Although OPEC and Russia announced an agreement to curb output, oil prices fell below $50 per barrel, a 17-month low amid concerns about waning global demand and over-supply. Energy is the largest industry in the high yield market, representing over 15% of the Index. The portfolio's underweight and higher quality credit focus in the energy sector was the top contributor to returns for the six-month period ended December 31, 2018.
Within the metals and minerals sector, New Gold, a low-cost producer, traded lower after experiencing delays on a major project and increasing costs associated with postponements in production. Accordingly, the portfolio's holdings in New Gold were reduced. The portfolio's allocation to European credits was sharply reduced over the period. The region struggled notably amid Brexit uncertainty, Italian political developments and deepening high yield market outflows. While the Fund's investments in European issuers have been reduced, the portfolio continues to maintain a higher exposure to the region than most traditional high yield competitors as we look to take advantage of the full global opportunity set alongside our research capabilities stationed across the globe. The Fund's investment in Kleopatra Lux 1 S.a.r.l ("Kleopatra"), a Germany-based manufacturer of rigid plastic film solutions, was a notable detractor from performance. The bonds traded significantly lower after reporting disappointing third quarter results, as its food division struggled with higher raw material costs and maintaining sale volumes. With Kleopatra's operational turn around delayed, the portfolio's exposure to the company has been reduced.
The credit cycle may have reached the point at which growth, corporate earnings, central bank stimulus, and liquidity have peaked, and global markets may be moving into a less robust or muted macroeconomic environment. Whether policymakers will be able to orchestrate a "soft landing" and sustain the economy's momentum at lower levels of growth while avoiding a recession is a key issue for 2019. There is some uncertainty surrounding the Fed's interest rate strategy for 2019. Given recent volatility, the central bank may attempt to stabilize financial markets by slowing the pace of rate hikes.

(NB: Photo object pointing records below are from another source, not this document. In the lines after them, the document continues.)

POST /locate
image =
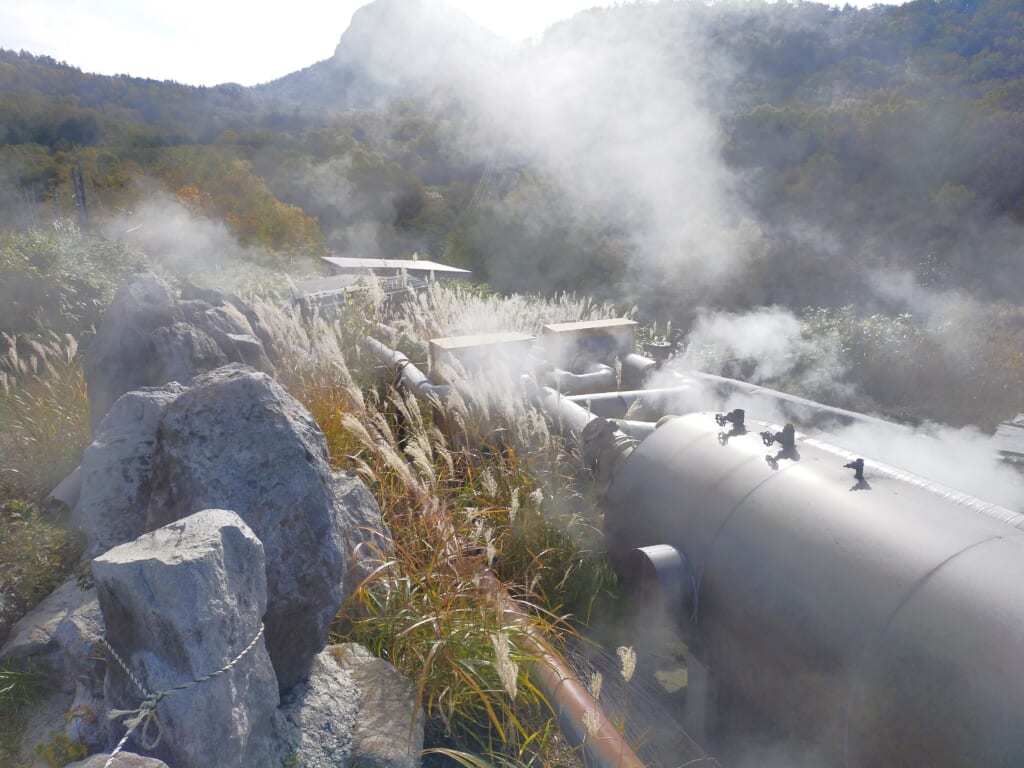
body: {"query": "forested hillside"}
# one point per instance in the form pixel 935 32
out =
pixel 845 165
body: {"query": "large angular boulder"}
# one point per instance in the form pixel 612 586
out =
pixel 147 338
pixel 390 723
pixel 368 541
pixel 117 467
pixel 180 603
pixel 123 760
pixel 121 356
pixel 316 720
pixel 238 440
pixel 60 640
pixel 222 300
pixel 181 351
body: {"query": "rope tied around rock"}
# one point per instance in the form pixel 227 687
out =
pixel 145 714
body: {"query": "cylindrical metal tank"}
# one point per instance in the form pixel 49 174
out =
pixel 881 619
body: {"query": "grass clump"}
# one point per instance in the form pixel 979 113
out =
pixel 466 492
pixel 44 411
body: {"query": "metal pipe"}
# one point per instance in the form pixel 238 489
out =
pixel 656 402
pixel 409 375
pixel 600 379
pixel 600 741
pixel 567 416
pixel 636 369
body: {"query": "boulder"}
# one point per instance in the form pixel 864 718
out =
pixel 238 440
pixel 60 639
pixel 317 716
pixel 178 604
pixel 181 351
pixel 368 541
pixel 121 356
pixel 123 760
pixel 116 470
pixel 221 299
pixel 389 724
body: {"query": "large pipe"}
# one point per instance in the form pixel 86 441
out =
pixel 571 704
pixel 600 379
pixel 409 375
pixel 600 741
pixel 636 369
pixel 654 402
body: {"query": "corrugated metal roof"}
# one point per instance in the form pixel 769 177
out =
pixel 1009 437
pixel 410 265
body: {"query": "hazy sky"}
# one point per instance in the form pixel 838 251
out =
pixel 206 42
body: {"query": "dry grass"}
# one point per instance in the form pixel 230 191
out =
pixel 479 494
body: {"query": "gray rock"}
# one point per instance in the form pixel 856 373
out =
pixel 317 716
pixel 62 499
pixel 120 357
pixel 181 351
pixel 220 299
pixel 180 603
pixel 44 719
pixel 116 470
pixel 123 760
pixel 389 725
pixel 238 440
pixel 60 639
pixel 236 337
pixel 368 541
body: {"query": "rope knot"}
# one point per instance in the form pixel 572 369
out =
pixel 145 714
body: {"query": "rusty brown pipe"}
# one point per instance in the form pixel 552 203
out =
pixel 603 747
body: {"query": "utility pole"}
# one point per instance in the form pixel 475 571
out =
pixel 79 183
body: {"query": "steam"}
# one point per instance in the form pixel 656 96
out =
pixel 964 459
pixel 765 345
pixel 185 245
pixel 617 126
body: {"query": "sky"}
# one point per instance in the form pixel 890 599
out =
pixel 208 42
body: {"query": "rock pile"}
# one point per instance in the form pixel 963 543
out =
pixel 148 337
pixel 219 532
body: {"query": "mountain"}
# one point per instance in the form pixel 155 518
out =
pixel 392 49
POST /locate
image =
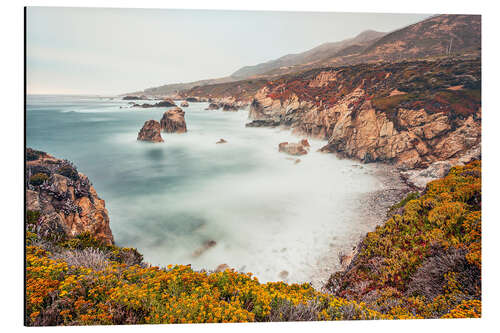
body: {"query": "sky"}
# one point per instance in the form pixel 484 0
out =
pixel 106 51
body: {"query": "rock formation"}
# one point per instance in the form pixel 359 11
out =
pixel 396 113
pixel 206 246
pixel 65 199
pixel 173 121
pixel 164 103
pixel 150 132
pixel 293 148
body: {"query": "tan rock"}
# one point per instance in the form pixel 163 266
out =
pixel 222 268
pixel 150 132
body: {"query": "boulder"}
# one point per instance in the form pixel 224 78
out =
pixel 305 143
pixel 229 107
pixel 206 246
pixel 167 102
pixel 292 148
pixel 150 132
pixel 173 121
pixel 213 106
pixel 130 98
pixel 67 203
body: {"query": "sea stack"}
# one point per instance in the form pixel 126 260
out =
pixel 173 121
pixel 150 132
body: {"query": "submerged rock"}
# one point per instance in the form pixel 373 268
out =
pixel 173 121
pixel 207 245
pixel 150 132
pixel 213 106
pixel 292 148
pixel 222 267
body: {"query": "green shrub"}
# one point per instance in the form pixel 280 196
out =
pixel 33 155
pixel 68 171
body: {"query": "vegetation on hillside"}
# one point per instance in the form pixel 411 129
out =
pixel 427 260
pixel 425 263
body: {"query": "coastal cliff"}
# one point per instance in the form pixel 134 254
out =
pixel 410 114
pixel 61 201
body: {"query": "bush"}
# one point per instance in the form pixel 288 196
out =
pixel 33 155
pixel 38 179
pixel 89 258
pixel 68 171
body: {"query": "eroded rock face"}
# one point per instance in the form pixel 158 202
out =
pixel 295 149
pixel 226 104
pixel 66 200
pixel 351 108
pixel 150 132
pixel 173 121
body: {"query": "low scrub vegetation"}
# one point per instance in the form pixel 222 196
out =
pixel 424 263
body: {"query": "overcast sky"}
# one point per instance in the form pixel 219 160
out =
pixel 113 51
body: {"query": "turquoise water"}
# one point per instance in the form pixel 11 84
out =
pixel 265 213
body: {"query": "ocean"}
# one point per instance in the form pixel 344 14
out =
pixel 264 213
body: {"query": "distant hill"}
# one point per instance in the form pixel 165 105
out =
pixel 319 53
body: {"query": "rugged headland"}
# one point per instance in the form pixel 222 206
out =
pixel 424 262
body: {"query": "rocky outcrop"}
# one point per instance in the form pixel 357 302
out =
pixel 173 121
pixel 213 106
pixel 132 97
pixel 294 148
pixel 357 110
pixel 150 132
pixel 168 102
pixel 226 104
pixel 65 199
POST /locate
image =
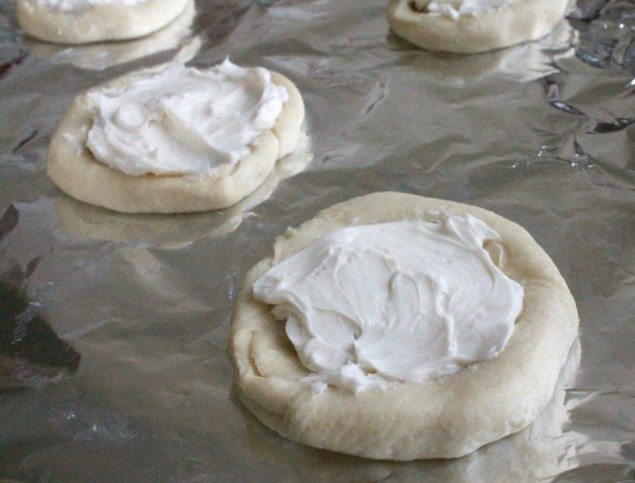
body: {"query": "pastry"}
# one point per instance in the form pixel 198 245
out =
pixel 470 26
pixel 176 139
pixel 104 55
pixel 415 328
pixel 86 21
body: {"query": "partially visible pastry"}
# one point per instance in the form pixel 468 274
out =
pixel 394 326
pixel 471 26
pixel 86 21
pixel 176 139
pixel 104 55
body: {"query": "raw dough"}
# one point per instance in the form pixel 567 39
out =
pixel 443 418
pixel 520 21
pixel 101 56
pixel 96 23
pixel 74 169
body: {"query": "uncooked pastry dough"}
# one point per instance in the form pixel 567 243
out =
pixel 493 28
pixel 443 418
pixel 75 170
pixel 98 22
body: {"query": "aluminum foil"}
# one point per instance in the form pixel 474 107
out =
pixel 540 133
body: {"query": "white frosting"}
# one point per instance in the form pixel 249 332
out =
pixel 183 120
pixel 76 5
pixel 456 8
pixel 401 301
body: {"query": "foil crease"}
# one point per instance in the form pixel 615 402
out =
pixel 541 133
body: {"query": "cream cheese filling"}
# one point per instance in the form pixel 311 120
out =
pixel 400 301
pixel 78 5
pixel 456 8
pixel 184 121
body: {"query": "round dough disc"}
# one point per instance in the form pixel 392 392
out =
pixel 76 171
pixel 521 21
pixel 443 418
pixel 96 23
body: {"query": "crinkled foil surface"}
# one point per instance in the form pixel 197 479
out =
pixel 541 133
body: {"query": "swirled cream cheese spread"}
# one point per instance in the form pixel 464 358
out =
pixel 76 5
pixel 456 8
pixel 184 121
pixel 400 301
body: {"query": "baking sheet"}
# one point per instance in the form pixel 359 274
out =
pixel 540 133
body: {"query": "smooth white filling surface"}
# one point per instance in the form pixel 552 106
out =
pixel 182 120
pixel 400 301
pixel 456 8
pixel 77 5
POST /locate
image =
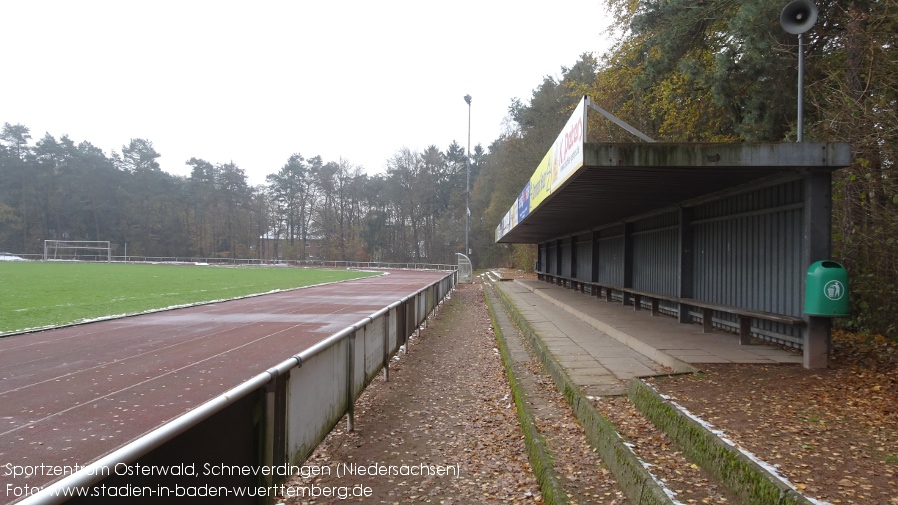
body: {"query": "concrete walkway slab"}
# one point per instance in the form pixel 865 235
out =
pixel 600 345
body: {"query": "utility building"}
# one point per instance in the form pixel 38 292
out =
pixel 721 235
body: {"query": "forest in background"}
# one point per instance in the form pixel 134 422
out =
pixel 680 71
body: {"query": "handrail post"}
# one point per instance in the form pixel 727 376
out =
pixel 350 380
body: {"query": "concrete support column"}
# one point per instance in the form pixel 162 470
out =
pixel 628 260
pixel 685 275
pixel 818 240
pixel 559 251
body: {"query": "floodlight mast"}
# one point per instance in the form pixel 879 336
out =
pixel 468 180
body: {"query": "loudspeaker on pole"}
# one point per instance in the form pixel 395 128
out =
pixel 799 16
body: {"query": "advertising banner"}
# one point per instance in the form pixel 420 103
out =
pixel 564 158
pixel 524 203
pixel 567 151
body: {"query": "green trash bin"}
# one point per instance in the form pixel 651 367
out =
pixel 826 290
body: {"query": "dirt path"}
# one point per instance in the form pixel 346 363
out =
pixel 446 411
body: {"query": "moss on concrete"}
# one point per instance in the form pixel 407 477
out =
pixel 631 475
pixel 745 478
pixel 540 456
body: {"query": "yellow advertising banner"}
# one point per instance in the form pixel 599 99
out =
pixel 541 181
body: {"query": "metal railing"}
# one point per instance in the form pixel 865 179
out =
pixel 379 265
pixel 362 350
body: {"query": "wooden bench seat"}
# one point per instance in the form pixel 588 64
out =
pixel 745 316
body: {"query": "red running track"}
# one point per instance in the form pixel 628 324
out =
pixel 71 395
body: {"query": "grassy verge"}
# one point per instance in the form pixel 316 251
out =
pixel 37 295
pixel 539 454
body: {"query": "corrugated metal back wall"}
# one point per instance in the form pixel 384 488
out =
pixel 747 254
pixel 656 254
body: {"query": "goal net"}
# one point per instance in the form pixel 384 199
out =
pixel 77 250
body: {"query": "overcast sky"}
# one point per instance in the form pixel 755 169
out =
pixel 253 82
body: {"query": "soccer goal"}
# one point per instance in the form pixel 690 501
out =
pixel 77 250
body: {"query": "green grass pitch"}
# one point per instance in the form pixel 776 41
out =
pixel 38 295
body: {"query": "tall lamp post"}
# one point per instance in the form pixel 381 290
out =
pixel 468 180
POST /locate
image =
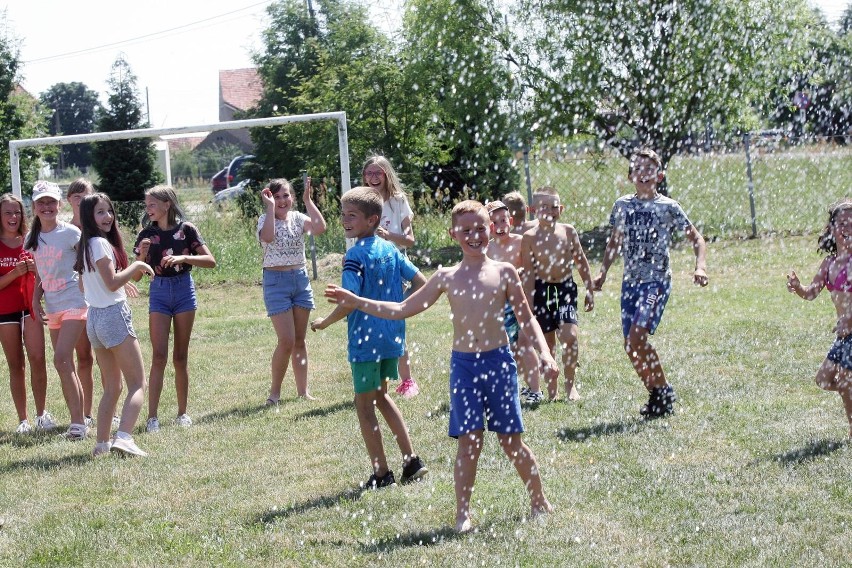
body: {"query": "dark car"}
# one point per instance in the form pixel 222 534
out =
pixel 231 175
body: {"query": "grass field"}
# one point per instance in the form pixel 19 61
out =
pixel 755 468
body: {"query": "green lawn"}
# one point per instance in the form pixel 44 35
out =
pixel 754 468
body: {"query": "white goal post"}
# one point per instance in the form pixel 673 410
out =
pixel 340 117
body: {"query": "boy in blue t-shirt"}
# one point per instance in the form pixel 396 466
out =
pixel 374 268
pixel 642 227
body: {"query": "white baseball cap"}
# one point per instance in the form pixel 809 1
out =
pixel 46 189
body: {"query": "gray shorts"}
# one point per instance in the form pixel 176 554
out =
pixel 109 327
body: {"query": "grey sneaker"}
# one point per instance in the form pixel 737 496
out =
pixel 45 422
pixel 126 447
pixel 152 425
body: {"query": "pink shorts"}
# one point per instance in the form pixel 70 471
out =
pixel 54 320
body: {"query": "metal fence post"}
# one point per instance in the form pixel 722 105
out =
pixel 746 142
pixel 311 236
pixel 527 174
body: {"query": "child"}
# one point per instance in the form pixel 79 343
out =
pixel 505 246
pixel 395 226
pixel 375 268
pixel 172 246
pixel 642 227
pixel 110 324
pixel 17 280
pixel 547 250
pixel 286 288
pixel 835 373
pixel 518 211
pixel 77 190
pixel 53 245
pixel 483 378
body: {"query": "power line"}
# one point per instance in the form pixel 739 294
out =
pixel 142 37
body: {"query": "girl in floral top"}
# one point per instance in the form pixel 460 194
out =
pixel 287 290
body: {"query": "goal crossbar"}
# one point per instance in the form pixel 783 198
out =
pixel 339 117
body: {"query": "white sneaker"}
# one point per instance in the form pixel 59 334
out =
pixel 126 447
pixel 45 422
pixel 77 432
pixel 101 449
pixel 152 425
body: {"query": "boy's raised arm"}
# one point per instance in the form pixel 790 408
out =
pixel 417 302
pixel 584 269
pixel 700 248
pixel 613 246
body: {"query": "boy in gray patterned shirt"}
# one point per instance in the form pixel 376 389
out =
pixel 642 227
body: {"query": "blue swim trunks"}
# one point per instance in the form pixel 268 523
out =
pixel 484 389
pixel 841 352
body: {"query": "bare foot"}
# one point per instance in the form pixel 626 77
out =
pixel 464 525
pixel 573 394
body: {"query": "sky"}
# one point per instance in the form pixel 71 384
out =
pixel 174 47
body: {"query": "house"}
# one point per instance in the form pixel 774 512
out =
pixel 239 90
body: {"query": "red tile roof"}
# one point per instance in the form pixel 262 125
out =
pixel 240 88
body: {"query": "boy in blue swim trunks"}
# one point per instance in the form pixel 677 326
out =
pixel 642 227
pixel 548 251
pixel 483 376
pixel 375 268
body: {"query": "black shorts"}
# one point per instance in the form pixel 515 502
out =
pixel 555 304
pixel 14 317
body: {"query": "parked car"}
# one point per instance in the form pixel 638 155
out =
pixel 231 193
pixel 229 176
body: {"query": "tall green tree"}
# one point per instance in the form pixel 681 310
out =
pixel 126 167
pixel 650 73
pixel 20 114
pixel 463 86
pixel 334 60
pixel 74 107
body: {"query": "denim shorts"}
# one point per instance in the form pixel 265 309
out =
pixel 172 295
pixel 54 320
pixel 109 327
pixel 643 304
pixel 484 389
pixel 284 289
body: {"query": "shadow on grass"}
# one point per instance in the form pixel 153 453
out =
pixel 72 460
pixel 238 412
pixel 603 429
pixel 325 502
pixel 421 538
pixel 809 452
pixel 326 410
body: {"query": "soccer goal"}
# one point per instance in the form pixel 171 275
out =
pixel 340 117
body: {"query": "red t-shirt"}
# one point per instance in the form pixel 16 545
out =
pixel 12 296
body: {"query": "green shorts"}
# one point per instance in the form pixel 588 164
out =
pixel 367 377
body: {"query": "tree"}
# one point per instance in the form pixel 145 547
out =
pixel 126 167
pixel 20 115
pixel 650 73
pixel 74 107
pixel 463 87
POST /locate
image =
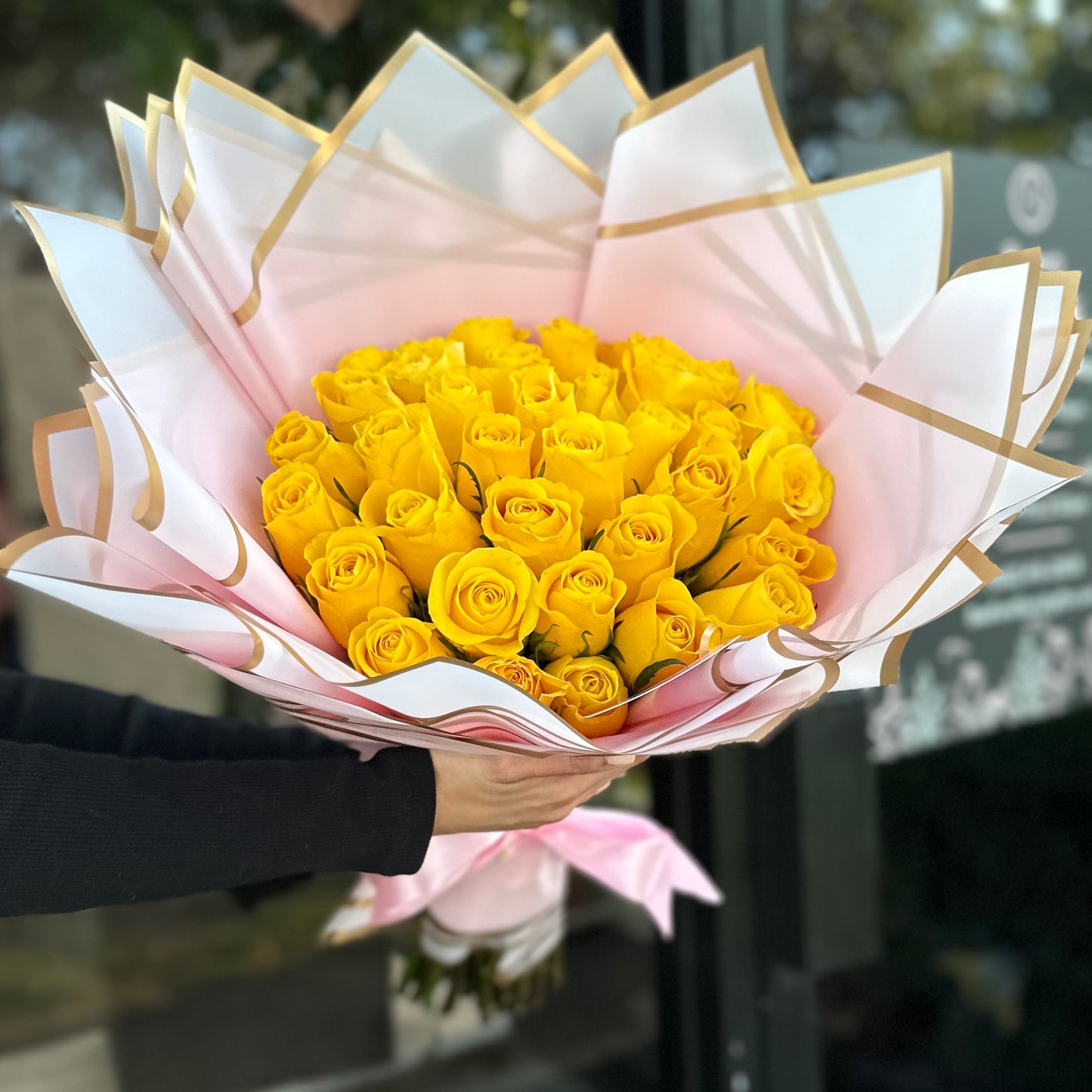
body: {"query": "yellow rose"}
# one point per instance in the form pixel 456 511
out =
pixel 589 456
pixel 761 405
pixel 401 447
pixel 350 574
pixel 569 348
pixel 704 485
pixel 299 439
pixel 484 602
pixel 593 704
pixel 452 399
pixel 527 675
pixel 388 641
pixel 775 598
pixel 577 601
pixel 657 368
pixel 540 399
pixel 417 530
pixel 495 446
pixel 596 392
pixel 744 557
pixel 363 362
pixel 654 429
pixel 535 518
pixel 711 422
pixel 670 630
pixel 503 366
pixel 643 540
pixel 348 398
pixel 481 336
pixel 413 362
pixel 782 481
pixel 296 509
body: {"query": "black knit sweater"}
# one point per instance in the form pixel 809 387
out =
pixel 107 800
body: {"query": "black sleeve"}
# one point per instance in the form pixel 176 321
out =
pixel 106 800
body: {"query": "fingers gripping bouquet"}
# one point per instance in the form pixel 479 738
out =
pixel 586 542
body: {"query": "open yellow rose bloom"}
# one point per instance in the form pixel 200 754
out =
pixel 581 519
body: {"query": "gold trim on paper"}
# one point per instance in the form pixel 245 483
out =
pixel 156 110
pixel 187 193
pixel 104 506
pixel 11 552
pixel 756 58
pixel 240 566
pixel 338 137
pixel 892 659
pixel 1084 330
pixel 603 46
pixel 1069 283
pixel 970 434
pixel 940 162
pixel 44 428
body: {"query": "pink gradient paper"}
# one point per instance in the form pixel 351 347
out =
pixel 255 249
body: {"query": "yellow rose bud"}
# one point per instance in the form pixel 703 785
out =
pixel 363 362
pixel 643 540
pixel 577 601
pixel 540 399
pixel 452 399
pixel 669 630
pixel 704 485
pixel 350 574
pixel 657 368
pixel 484 602
pixel 481 336
pixel 413 362
pixel 775 598
pixel 596 392
pixel 299 439
pixel 401 447
pixel 569 348
pixel 782 481
pixel 495 446
pixel 527 675
pixel 744 557
pixel 593 704
pixel 348 398
pixel 417 530
pixel 711 422
pixel 503 366
pixel 589 456
pixel 296 509
pixel 654 429
pixel 388 641
pixel 761 405
pixel 535 518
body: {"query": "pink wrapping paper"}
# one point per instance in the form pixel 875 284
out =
pixel 255 249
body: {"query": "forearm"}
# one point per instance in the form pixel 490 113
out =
pixel 81 830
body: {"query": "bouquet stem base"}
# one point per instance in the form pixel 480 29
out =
pixel 441 985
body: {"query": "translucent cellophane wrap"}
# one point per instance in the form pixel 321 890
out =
pixel 255 250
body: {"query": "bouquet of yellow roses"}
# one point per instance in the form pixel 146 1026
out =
pixel 581 520
pixel 595 542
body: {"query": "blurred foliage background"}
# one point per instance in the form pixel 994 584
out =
pixel 998 73
pixel 61 58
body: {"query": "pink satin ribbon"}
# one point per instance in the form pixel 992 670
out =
pixel 630 854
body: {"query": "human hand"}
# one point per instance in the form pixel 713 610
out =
pixel 515 792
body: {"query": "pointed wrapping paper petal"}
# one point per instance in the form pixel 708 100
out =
pixel 255 250
pixel 436 198
pixel 633 856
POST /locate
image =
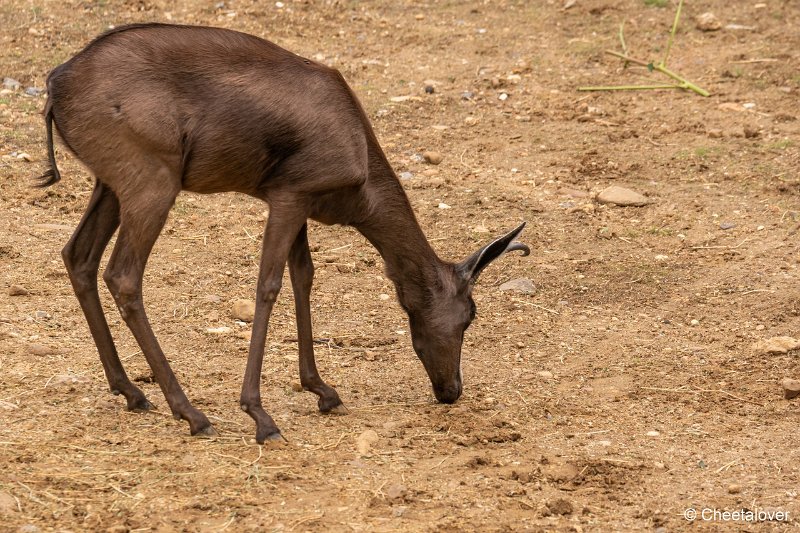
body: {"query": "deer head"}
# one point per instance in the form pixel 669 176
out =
pixel 440 313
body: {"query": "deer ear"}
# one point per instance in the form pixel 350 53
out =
pixel 472 266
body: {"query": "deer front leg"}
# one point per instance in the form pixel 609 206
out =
pixel 283 225
pixel 301 269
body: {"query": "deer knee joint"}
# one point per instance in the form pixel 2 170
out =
pixel 127 295
pixel 268 291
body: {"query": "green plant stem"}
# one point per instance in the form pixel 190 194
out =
pixel 672 33
pixel 684 83
pixel 629 87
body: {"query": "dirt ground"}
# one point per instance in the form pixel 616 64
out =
pixel 621 392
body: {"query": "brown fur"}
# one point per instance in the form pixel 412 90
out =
pixel 155 109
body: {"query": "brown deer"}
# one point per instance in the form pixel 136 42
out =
pixel 154 109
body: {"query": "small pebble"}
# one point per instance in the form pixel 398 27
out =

Fundamental conditions are supportive of high yield issuers. We believe the default rate in 2019 may remain below the historical average; nevertheless, near-term performance expectations for the high yield asset class remain tempered. Trade disputes with China are creating geopolitical challenges, and corporations could get caught in the crossfire. Market volatility is likely to persist as investors attempt to parse through the implications of supportive fundamentals and macroeconomic conditions that have introduced considerable uncertainty to the market. Even so, valuations appear to be more attractive than they have been in recent years, both on a spread and yield basis.
As always, we aim to deliver high current income while seeking to contain volatility inherent in this market. Our team maintains a commitment to credit research and risk-conscious investing that has led to favorable returns for our high yield clients over various market cycles.
The New America High Income Fund, Inc.
T. Rowe Price Associates, Inc.
Past performance is no guarantee of future results. The views expressed in this update are as of the date of this letter. These views and any portfolio holdings discussed in the update are subject to change at any time based on market or other conditions. The Fund and T. Rowe Price Associates, Inc. disclaim any duty to update these views, which may not be relied upon as investment advice. In addition, references to specific companies' securities should not be regarded as investment recommendations or indicative of the Fund's portfolio as a whole.